The Stack Archive

UK Uber union outrage over compulsory UberPOOL journey-sharing

Fri 4 Dec 2015

GMB, the union that represents Uber drivers in the UK, has called on the global behemoth to reverse its recent compulsory opting-in of British drivers to the company’s new journey-sharing scheme, UberPOOL, under which drivers must be willing to transport multiple passengers rather than single fares.

In a posting, James Farrar of GMB declares that the new ruling, valid from today, should not be mandatory, citing concerns over health and safety, and quoting the email which Uber drivers received this week informing them of the transition. It’s pretty bloodless:

Good Morning Driver, Right now, all partners are being opted in to the opportunity to accept uberPOOL requests and we are not offering the option to opt out for now.
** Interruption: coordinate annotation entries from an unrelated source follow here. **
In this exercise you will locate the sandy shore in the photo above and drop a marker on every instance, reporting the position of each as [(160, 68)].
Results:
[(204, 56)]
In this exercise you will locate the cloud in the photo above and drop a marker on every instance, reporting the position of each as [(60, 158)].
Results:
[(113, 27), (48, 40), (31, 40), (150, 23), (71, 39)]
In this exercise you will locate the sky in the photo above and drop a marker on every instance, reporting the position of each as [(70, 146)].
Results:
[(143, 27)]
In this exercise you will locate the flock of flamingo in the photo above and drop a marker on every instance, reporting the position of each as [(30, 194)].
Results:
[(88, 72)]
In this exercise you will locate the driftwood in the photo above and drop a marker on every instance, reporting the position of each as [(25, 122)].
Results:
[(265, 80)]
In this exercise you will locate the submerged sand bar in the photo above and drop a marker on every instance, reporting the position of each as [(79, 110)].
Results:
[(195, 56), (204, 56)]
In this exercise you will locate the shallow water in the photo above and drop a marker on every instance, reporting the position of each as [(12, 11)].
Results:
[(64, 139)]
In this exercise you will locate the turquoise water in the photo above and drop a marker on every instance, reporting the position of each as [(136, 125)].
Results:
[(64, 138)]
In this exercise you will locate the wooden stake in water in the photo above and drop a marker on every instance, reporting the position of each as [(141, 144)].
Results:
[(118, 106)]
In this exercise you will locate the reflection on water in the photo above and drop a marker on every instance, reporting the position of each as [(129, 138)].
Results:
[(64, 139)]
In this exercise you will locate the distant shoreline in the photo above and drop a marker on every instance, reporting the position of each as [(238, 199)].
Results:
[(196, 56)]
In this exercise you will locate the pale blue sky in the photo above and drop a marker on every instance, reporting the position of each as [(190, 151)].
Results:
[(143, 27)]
I apologise for any inconvenience this may cause you.

Not to worry, there is no increased risk to your safety with UberPOOL. However, if you want to let me know what your concerns are, I’d be happy to pass along your feedback.

Let me know if there’s anything else I can help with. Enjoy the rest of your day!

Under the terms of UberPOOL, each pick-up the driver (or ‘partner’) conducts is limited to a maximum of two passengers, with a total max capacity of three passengers per ride effectively turning Uber into a micro bus service.

The posting contends the mixing of unrelated passengers could put Uber drivers in mediating situations which are unreasonable to the terms of their engagement with the company:

‘Members are greatly concerned about safety and security of themselves and passengers in a situation where multiple parties are in the car at the same time. We believe greater safeguards must be in place for ride sharing especially if passengers are vulnerable.

For instance what should a driver do in the event of a dispute, if one rider is already clearly vulnerable perhaps due to alcohol, instances of inappropriate behaviour of one party to another or if a ride share party decides to exit with first passenger and follow them home? These are just some examples of many of the safety questions raised.’

The union also expresses concern in the post regarding the percentage of take that drivers will be able to retain under UberPOOL. Until now 80% has been presumed, but GMB have called for what it claims is long overdue clarification on this issue. GMB has made a request for a meeting with Uber to discuss safety concerns arising from the UberPOOL initiative.

Uber is now challenging RyanAir and Amazon for the extent to which it is willing to endure and ‘ride out’ controversies from workers and customers alike, as any regular frequenters of the Uberpeople forum will know (despite the immense amount of astroturfing which seems to go on there). GMB has previously made complaint, along with most of North America, about the San Francisco-based company’s determination that Uber is an ‘app’ or a ‘service’ rather than an employer. Regarding this issue, GMB has stated that the automatic, non-optional opting in to UberPOOL of Uber ‘partners’ provides ‘further evidence that the drivers are directed workers under [Uber’s] management’.